Westlich der Straße von Hormus verlaufen weitere stark frequentierte Seewege: Durch das Rotes Meer führen die Routen über die Meerenge Bab al-Mandab bis hin zum Suezkanal. Diese Verbindung zählt zu den wichtigsten Handelsachsen zwischen Europa und Asien.

Die Kombination aus militärischer Zuspitzung im Umfeld des Persischen Golfs und anhaltenden Bedrohungen im südlichen Roten Meer erzeugt laut VDR ein durchgehendes Risikoband entlang zentraler Seehandelsrouten.

Sollte sich der Konflikt weiter ausweiten, drohen erhebliche Auswirkungen auf die gesamte Handelsschifffahrt in der Region. Neben sicherheitspolitischen Risiken für Crews stehen auch Lieferketten, Energieflüsse und globale Handelsströme unter Druck.
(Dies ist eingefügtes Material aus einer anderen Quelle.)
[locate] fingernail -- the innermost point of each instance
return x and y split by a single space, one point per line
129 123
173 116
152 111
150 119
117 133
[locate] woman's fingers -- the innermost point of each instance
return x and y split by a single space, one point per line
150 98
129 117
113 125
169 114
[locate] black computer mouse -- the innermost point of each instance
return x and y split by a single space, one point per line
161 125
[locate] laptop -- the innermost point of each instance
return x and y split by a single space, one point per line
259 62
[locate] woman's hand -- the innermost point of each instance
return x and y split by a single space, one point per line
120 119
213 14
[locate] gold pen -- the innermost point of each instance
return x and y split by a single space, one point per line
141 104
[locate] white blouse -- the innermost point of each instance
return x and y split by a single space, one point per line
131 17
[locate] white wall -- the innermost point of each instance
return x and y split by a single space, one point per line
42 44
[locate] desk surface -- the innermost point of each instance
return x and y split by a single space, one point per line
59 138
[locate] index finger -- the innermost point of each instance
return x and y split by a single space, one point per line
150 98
Für die deutschen Reedereien bleibt die Lage damit hochdynamisch – mit unmittelbaren operativen Konsequenzen für Flottenplanung, Routenführung und Sicherheitsmanagement.

Die Eskalation im Nahen Osten treibt auch die Preise an deutschen Tankstellen. Bisher fällt der Ausschlag aber vergleichsweise gering aus, wie Zahlen des ADAC zeigen. Im bundesweiten Tagesdurchschnitt des Sonntags kostete ein Liter Super E10 1,6 Cent mehr als am Freitag, dem letzten Tag vor den Angriffen.
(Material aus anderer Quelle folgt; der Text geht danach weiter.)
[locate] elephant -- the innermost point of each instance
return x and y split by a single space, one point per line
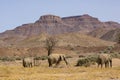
104 59
56 59
28 62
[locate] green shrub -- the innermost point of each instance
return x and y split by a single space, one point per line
43 57
115 55
83 62
87 61
7 58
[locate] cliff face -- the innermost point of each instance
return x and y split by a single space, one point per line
53 25
111 35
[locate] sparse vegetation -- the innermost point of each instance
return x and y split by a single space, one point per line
87 61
Diesel verteuerte sich um 1,3 Cent. Aussagen zum Montag sind angesichts der im Tagesverlauf stark schwankenden Spritpreise bisher noch kaum aussagekräftig.

Der bisherige Anstieg bei den Spritpreisen fiel dabei deutlich schwächer aus als bei Rohöl oder Heizöl, die jeweils deutlich zulegten. Dazu könnte beigetragen haben, dass der Spritpreis zuletzt nach damaliger Einschätzung des ADAC im Vergleich zu Ölpreis und Dollarkurs bereits verhältnismäßig hoch war. Dennoch sei zu befürchten, dass die Preise noch weiter steigen würden, sagte ein Sprecher aktuell. 
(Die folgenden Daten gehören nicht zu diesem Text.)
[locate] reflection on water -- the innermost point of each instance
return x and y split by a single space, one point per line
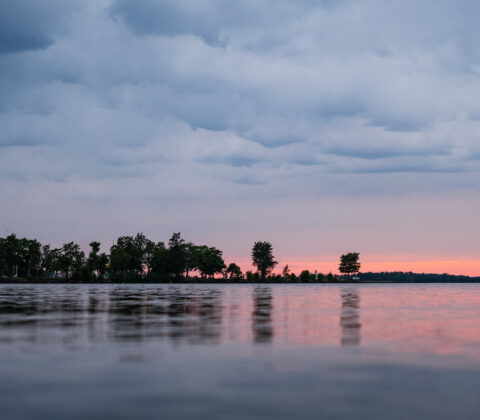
350 317
262 315
240 351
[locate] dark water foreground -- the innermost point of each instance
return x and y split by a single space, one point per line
381 351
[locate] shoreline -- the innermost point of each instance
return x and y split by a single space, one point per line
228 282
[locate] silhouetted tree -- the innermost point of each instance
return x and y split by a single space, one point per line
234 271
262 258
176 255
349 263
305 276
210 261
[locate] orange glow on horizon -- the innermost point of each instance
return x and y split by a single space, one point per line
465 267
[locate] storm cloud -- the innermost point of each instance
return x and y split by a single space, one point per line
168 104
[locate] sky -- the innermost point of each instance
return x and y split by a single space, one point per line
321 126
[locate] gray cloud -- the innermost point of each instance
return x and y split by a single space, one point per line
31 25
181 100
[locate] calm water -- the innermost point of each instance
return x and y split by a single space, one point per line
240 352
Höchste Werte seit Mai und April 2024

Die Tagesdurchschnitte von 1,794 Euro pro Liter E10 und 1,759 Euro pro Liter Diesel sind die höchsten Werte seit fast zwei Jahren. E10 war zuletzt Ende Mai 2024 teurer, Diesel zuletzt Anfang April 2024.

Der Ölpreis ist – in Kombination mit dem Dollarkurs – typischerweise der wichtigste Treiber für Veränderungen beim Sprit. Die Eskalation des Konflikts treibt den Ölpreis unter anderem auch deswegen, weil der Iran den Schiffsverkehr durch die Straße von Hormus eingeschränkt hat. Rund ein Fünftel der globalen Öltransporte passiert täglich die Meerenge in der ölreichen Region am Persischen Golf. Jede Störung kann die Energiepreise steigen lassen und die internationalen Märkte verunsichern.

Allerdings hat der Ölverbund Opec+, in dem neben Staaten der Opec auch andere wichtige Förderstaaten wie Russland organisiert sind, am Sonntag beschlossen, die Tagesproduktion zu erhöhen, um Engpässe und zu starke Preisanstiege zu verhindern. Der Schritt war aber nicht mit der aktuellen Eskalation begründet worden.